Behind the Lens: 2018 Tour of Flanders

The weather in Europe this year has been pretty grim, with most races I’ve covered being raced in wet cold conditions. Flanders was no exception.... 

The weeks leading up to the “Queen of the Classics” see several races each week taking in parts of the main route; these are just a warm up for the main event.

The prospect of another wet cold day on the moto didn’t fill me with enthusiasm, and the weather had a dramatic effect on the size of the normally fanatical Belgian crowd. It was quite a contrast, as last year’s race played out under blue skies.

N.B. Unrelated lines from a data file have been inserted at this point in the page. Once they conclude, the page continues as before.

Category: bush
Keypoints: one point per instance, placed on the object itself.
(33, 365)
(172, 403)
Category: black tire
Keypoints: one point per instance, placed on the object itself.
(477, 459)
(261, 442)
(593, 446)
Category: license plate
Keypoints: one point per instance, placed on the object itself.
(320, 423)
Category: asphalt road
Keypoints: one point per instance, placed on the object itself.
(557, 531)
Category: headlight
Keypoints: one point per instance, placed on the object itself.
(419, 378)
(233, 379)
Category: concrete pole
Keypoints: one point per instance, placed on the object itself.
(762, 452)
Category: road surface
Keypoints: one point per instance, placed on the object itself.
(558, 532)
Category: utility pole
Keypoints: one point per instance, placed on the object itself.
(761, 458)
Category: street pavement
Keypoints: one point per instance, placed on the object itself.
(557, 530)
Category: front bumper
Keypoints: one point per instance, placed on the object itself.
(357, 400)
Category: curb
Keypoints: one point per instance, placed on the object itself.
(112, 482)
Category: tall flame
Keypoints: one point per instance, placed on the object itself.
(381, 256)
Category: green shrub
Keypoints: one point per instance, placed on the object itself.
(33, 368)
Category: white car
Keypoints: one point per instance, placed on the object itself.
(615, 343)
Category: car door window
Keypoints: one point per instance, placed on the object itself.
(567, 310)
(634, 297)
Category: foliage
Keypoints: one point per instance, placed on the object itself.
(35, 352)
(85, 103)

Local knowledge is key to getting the most out of photographing Belgian Classics races. The parkour is criss-crossed by dozens of farmers’ tracks, allowing you to catch the race on numerous occasions: these shortcuts are especially crucial in the last 50k, when the tempo goes up several notches and the main contenders begin to show their hands. 

The key climbs of the Oude Kwaremont and Paterburg are where the fireworks start, linked by a single-track road allowing the convoy of photo motos to speed between the two climbs. 

Once the leaders of the race have passed, it’s a quick dash back to the bike with engine running. Your pilot gives it full gas to catch the ascent of the Paterburg. Confidence in your rider is crucial; with no time to remove your helmet, you jump off the bike whilst your rider parks up. 

Shooting positions are limited as the priority is to get back on the bike and make it to the finish, so you never stray too far from your moto. 

When there’s only 15k to go to the line, this part of the race is nerve-wracking and exhilarating in equal measure; once the leaders have passed again, I dash back to the bike.

We wait for the commissaire’s signal letting us know it’s safe to go, then a dozen or so bikes head off toward the finish. Small Belgian villages flash by as we deviate from the race route in order to get ahead of the riders and beat them to the line in Oudenaarde. 

I arrive at the line full of adrenalin after the dash to the finish, and am waved through to the mixed zone with time to spare, capturing Terpstra with hands aloft.